Younger directly referenced the #MeToo movement in the Season 5 premiere, titled “#LizaToo.” Liza is asked if she knows of any sexual improprieties under the Empirical shingle. “Do you want to say something, Liza?” her caustic supervisor (Miriam Shor) asks. “Could destroy the company, but we’ll support you.” Eventually, Liza reports to a lawsuit-anxious Charles that one of Empirical’s authors—medieval-fantasy novelist Edward L. L. Moore, one of the show’s many caricatures of real-life literary figures—made lewd remarks to various women in the book world. (In the show’s jaunty universe, such relatively minor transgressions should be enough for a man to face consequences.) When Empirical temporarily shelves Edward’s next book, the author launches a deep-pocketed campaign to discredit his accusers. “This one has absolutely zero credibility,” Edward tells Charles, pointing to a snapshot of Liza and revealing her true age to her employer.
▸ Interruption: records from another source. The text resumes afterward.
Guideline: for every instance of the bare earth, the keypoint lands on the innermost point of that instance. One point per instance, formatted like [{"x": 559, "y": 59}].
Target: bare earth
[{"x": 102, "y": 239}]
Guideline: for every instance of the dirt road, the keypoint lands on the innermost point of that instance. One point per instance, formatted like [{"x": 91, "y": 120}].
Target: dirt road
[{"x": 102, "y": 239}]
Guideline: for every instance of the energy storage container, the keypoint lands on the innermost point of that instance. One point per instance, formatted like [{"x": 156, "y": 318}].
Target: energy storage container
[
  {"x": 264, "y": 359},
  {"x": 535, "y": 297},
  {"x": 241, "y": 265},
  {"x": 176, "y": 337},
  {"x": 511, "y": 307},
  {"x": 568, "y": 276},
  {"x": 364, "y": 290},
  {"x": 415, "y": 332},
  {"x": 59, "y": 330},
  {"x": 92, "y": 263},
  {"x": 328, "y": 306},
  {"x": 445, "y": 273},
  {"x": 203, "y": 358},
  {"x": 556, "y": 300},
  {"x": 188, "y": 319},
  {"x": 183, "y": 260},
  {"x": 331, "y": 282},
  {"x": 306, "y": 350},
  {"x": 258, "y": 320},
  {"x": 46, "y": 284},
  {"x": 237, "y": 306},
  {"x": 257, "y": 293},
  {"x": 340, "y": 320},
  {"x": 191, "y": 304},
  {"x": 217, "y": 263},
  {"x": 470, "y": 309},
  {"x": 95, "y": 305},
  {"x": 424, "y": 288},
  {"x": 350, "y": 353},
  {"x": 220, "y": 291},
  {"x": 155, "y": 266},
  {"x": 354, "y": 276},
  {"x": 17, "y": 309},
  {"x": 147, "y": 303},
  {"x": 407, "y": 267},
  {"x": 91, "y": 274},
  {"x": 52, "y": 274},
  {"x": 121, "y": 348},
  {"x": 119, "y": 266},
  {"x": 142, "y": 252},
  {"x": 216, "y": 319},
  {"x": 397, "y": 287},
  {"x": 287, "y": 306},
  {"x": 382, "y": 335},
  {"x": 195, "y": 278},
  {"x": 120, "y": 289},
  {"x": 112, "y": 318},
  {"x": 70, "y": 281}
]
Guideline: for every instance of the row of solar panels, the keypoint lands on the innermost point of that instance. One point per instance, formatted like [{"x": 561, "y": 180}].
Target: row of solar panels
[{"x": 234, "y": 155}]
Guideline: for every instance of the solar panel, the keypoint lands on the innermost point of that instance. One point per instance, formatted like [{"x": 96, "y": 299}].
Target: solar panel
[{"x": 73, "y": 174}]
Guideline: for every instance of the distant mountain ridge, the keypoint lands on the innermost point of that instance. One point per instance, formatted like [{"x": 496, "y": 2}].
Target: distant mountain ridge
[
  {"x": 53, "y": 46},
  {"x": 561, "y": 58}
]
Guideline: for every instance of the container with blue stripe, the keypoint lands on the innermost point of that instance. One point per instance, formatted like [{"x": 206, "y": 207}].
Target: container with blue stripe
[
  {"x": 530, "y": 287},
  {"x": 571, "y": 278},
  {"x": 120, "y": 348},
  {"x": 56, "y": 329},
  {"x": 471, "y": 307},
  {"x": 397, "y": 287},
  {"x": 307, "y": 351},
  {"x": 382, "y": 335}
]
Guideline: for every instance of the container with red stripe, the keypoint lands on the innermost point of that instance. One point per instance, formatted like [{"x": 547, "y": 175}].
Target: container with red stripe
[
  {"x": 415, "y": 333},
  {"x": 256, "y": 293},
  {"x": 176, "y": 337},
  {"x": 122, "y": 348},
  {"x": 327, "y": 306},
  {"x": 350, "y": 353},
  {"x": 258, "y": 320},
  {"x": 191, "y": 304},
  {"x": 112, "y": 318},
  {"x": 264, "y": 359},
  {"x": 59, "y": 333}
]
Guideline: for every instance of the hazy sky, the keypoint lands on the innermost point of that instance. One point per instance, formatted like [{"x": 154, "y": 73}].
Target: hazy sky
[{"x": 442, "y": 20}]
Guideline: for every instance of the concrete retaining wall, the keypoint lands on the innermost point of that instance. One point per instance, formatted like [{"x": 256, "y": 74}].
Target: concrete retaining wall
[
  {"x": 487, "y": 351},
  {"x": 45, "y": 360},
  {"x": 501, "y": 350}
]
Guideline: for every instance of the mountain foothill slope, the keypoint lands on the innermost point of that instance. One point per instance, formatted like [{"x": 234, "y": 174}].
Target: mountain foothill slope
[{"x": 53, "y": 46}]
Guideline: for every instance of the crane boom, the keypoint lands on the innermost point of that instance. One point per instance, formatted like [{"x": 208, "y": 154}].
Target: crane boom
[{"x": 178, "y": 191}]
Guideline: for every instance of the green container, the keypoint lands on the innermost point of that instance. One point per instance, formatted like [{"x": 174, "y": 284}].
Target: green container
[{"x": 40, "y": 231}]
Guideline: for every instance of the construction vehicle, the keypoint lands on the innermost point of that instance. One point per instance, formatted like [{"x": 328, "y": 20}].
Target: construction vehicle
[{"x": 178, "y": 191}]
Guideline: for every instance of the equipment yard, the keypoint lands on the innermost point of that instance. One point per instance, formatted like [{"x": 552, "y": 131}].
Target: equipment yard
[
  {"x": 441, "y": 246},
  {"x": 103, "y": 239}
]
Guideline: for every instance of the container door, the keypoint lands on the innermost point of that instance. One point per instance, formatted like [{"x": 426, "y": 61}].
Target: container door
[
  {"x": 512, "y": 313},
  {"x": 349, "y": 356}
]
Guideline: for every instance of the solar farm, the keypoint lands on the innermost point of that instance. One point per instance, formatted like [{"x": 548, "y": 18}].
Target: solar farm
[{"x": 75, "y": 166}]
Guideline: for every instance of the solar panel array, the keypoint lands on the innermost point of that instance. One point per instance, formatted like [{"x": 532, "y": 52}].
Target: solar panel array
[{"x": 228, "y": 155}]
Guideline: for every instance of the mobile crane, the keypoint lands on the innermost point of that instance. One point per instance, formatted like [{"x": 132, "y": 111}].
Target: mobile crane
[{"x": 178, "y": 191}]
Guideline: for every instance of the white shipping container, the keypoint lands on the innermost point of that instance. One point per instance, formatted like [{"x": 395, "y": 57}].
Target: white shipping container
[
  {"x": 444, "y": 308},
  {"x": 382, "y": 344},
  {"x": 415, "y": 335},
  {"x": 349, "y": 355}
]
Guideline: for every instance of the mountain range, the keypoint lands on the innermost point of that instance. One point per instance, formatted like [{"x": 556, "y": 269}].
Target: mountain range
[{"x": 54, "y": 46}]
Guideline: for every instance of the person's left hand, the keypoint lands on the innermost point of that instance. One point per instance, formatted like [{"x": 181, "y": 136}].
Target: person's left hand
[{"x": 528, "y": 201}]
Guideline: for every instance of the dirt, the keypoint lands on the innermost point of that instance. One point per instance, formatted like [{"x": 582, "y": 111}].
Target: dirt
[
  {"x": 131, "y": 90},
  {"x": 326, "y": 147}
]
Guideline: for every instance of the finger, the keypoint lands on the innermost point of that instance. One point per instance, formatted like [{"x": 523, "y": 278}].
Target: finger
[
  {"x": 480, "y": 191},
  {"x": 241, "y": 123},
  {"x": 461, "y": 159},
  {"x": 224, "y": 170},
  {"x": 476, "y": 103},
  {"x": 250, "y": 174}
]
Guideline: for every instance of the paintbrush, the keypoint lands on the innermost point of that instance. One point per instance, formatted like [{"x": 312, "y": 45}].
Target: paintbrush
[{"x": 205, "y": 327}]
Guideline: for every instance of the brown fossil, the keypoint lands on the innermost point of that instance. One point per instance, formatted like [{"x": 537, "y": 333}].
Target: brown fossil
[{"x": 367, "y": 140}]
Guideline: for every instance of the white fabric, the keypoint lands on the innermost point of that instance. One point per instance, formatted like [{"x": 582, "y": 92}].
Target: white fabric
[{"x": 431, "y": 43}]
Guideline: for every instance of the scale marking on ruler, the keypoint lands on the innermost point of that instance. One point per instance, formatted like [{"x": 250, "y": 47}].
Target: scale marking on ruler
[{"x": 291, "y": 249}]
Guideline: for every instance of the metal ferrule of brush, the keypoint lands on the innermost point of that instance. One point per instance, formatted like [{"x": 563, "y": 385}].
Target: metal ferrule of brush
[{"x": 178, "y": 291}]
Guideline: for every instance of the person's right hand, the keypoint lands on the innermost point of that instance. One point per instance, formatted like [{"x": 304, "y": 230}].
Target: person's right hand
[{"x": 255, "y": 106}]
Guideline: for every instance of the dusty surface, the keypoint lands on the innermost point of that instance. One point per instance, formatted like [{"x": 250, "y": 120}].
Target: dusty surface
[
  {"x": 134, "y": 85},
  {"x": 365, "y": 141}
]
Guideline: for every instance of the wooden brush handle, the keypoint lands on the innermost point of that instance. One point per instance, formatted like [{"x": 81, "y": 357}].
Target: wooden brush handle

Liza doesn’t lose her job, but only because Charles is warned by his lawyer that firing an employee because she’s older than how she represents herself would be inadvisable (not to mention that they shared a kiss). But the fact that Liza’s problems-at-work storylines in Season 5 are set in motion by Edward’s attempt to tar her reputation matters. Liza is the victim of a vengeful attack by a famous and undeniably guilty man who endangers her career to rescue his own. And though Charles believes the allegations against Edward, the fallout from the novelist’s retaliatory efforts still has the potential to make Liza’s tasks near impossible. In the third episode, Charles brusquely rejects the book pitches of an author whom Liza brings in for a meeting. Believing that Charles will tank every writer she tries to develop because of his grudge against her, Liza tries to quit.

Edward or no Edward, Liza leads a charmed life: She expands the imprint she co-manages with Kelsey (while scoring a deal with bibliophile Reese Witherspoon’s production company, natch), and she and Charles will probably end up together in the long run, while her ex Josh, the tattoo artist, looks like he will endeavor to woo her back in the meantime. But Younger does the #MeToo movement a service by reminding us that there are often severe consequences for speaking up, even when the accused falls out of power. (Many men, of course, evade consequence altogether.) Liza has been made into a target, and she now carries on her shoulders the burden of knowing that her actions endangered Empirical’s already-shaky viability as a company. None of which is to imply, of course, that women shouldn’t speak up. But it’s worth acknowledging that progress is seldom achieved without the possibility of fierce and sometimes persistent blowback. Younger’s unique take on #MeToo adds a much-needed wrinkle to a moment we rightly celebrate, but whose darker sides we’re less keen to dwell on. Perhaps wrinkles aren’t so bad after all.